As architects, engineers and contractors continue to experience a highly competitive labor market, organizations can be an employer of choice by empowering employees to be innovative through technology. The biggest obstacle to successfully implementing automation and software development is a lack of people with software development skills that also understand engineering design software. Finding experts who overlap in both software development and engineering is no small feat. Therefore, organizations must seek opportunities to not only acquire but develop software engineering expertise that can work at the nexus of software and automation.

Because it requires a significant up-front investment, leaders must believe in and commit to a future that leverages technology. Not only do organizations need to establish a software development team, but they must also plan to train this newly acquired software engineering talent to drive automation and house internal expertise for a sustained period of time. This can be done by either hiring engineers and training them in software development or hiring software developers and training them in design and construction. Either way, multiple skills and resources are needed to do it well.  

Build, Don’t Buy

Because design and construction knowledge is imperative to successfully leverage technology, the most cost-effective and talent-focused solution is to train those with design or construction expertise and automation skills who are already inside the organization with software development skills.

Internal software development teams can either be a cohesive unit of software developers in their own department of an organization or they can be software developers embedded in various departments across an organization.
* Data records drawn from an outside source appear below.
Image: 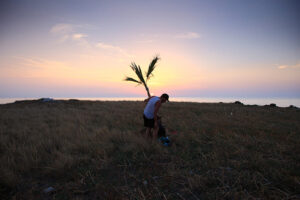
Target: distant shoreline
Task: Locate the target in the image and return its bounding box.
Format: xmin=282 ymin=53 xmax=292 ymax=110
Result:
xmin=0 ymin=97 xmax=300 ymax=108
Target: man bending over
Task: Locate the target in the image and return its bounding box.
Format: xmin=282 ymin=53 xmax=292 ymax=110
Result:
xmin=143 ymin=94 xmax=169 ymax=138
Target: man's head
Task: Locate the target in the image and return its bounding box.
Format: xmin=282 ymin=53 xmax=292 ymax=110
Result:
xmin=160 ymin=93 xmax=169 ymax=103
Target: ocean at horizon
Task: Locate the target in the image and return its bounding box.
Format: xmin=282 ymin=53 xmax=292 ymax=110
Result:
xmin=0 ymin=97 xmax=300 ymax=107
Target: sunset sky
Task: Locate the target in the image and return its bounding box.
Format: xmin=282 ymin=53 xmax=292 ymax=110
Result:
xmin=0 ymin=0 xmax=300 ymax=98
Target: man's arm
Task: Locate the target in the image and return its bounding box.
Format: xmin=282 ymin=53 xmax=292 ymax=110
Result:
xmin=144 ymin=97 xmax=152 ymax=103
xmin=154 ymin=101 xmax=161 ymax=122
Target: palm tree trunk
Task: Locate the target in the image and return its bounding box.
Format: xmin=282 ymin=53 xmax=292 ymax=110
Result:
xmin=144 ymin=84 xmax=151 ymax=98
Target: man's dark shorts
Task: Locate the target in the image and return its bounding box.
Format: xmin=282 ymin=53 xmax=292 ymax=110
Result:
xmin=143 ymin=115 xmax=154 ymax=128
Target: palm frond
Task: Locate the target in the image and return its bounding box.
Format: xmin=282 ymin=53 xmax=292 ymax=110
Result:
xmin=146 ymin=56 xmax=160 ymax=80
xmin=124 ymin=77 xmax=142 ymax=84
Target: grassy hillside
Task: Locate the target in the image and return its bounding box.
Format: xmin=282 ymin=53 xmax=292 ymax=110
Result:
xmin=0 ymin=101 xmax=300 ymax=200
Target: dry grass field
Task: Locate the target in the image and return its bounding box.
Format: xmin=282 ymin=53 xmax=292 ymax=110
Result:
xmin=0 ymin=100 xmax=300 ymax=200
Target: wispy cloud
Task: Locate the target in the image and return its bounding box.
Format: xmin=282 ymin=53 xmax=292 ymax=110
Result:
xmin=50 ymin=24 xmax=74 ymax=34
xmin=96 ymin=42 xmax=132 ymax=57
xmin=174 ymin=32 xmax=200 ymax=39
xmin=72 ymin=33 xmax=87 ymax=40
xmin=277 ymin=62 xmax=300 ymax=70
xmin=50 ymin=23 xmax=87 ymax=45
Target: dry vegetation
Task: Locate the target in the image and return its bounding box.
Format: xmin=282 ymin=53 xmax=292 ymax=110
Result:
xmin=0 ymin=101 xmax=300 ymax=200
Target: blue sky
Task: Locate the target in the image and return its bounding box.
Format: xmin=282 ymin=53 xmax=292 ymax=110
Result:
xmin=0 ymin=0 xmax=300 ymax=98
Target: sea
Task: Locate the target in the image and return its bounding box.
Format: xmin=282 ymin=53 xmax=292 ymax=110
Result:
xmin=0 ymin=97 xmax=300 ymax=108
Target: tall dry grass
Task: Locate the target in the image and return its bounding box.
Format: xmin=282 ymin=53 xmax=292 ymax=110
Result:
xmin=0 ymin=101 xmax=300 ymax=199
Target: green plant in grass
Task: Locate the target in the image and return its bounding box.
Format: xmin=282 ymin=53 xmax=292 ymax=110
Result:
xmin=125 ymin=56 xmax=160 ymax=97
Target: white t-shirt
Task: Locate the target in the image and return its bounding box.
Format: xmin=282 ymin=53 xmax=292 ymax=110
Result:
xmin=144 ymin=96 xmax=160 ymax=119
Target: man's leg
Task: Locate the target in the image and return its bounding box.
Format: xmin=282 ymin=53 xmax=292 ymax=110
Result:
xmin=153 ymin=126 xmax=158 ymax=139
xmin=146 ymin=127 xmax=151 ymax=138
No matter which format works best for your business, the software development team not only needs software engineers familiar with the technology but also those with business process expertise who are familiar with the space and how engineers work together. 

In its ideal state, the software development team consists of software engineers with various skills as well as a mix of tenure. Industry veterans must have the expertise and capacity to train technicians in the software skills needed to automate their work and identify future opportunities for automation. To deliver high-quality work, automation cannot be an overly complicated system or process and it cannot be a “black box” — engineers must be able to understand how it works together to deliver work and see future opportunities.

A software development team can implement automation into engineering processes in a myriad of ways. Small incremental changes, such as automating simpler, less time-consuming tasks, can have a meaningful impact on individual workloads and efficiencies over time. Whereas complete automation of monotonous tasks can have a more immediate effect, freeing up significant time, resources and space to invest in deeper innovation. Either way, the priority should be to deliver better work faster and with fewer errors. This improves client experience and creates a better value while internally driving the expertise necessary to leverage technology in advanced ways. 

Encourage Knowledge Sharing

Beyond the software development teams, engineers have an obligation to drive value and efficiency for clients through knowledge sharing. Pair your people with automation and create an environment that leans into and supports innovation and automation. Empower employees to explore their capabilities and support innovative problem-solving. 

Design and construction have an opportunity to embrace the impact of automation and AI in our day-to-day work. Creativity and innovation are crucial to designing a world where we can solve critical challenges today while supporting future generations. We must focus on how the technology can augment the work our teams do, which will contribute to greater efficiency. Simply put, engineers who maximize technology will replace those who don’t. In order to remain relevant with clients and the talent market, organizations and their leaders must invest in emerging technology, internal expertise and automation, provide future-focused solutions and stay ahead of the innovation curve. 

Nick Ingolfsland is chief innovation and technology officer at Ulteig in Fargo, N.D.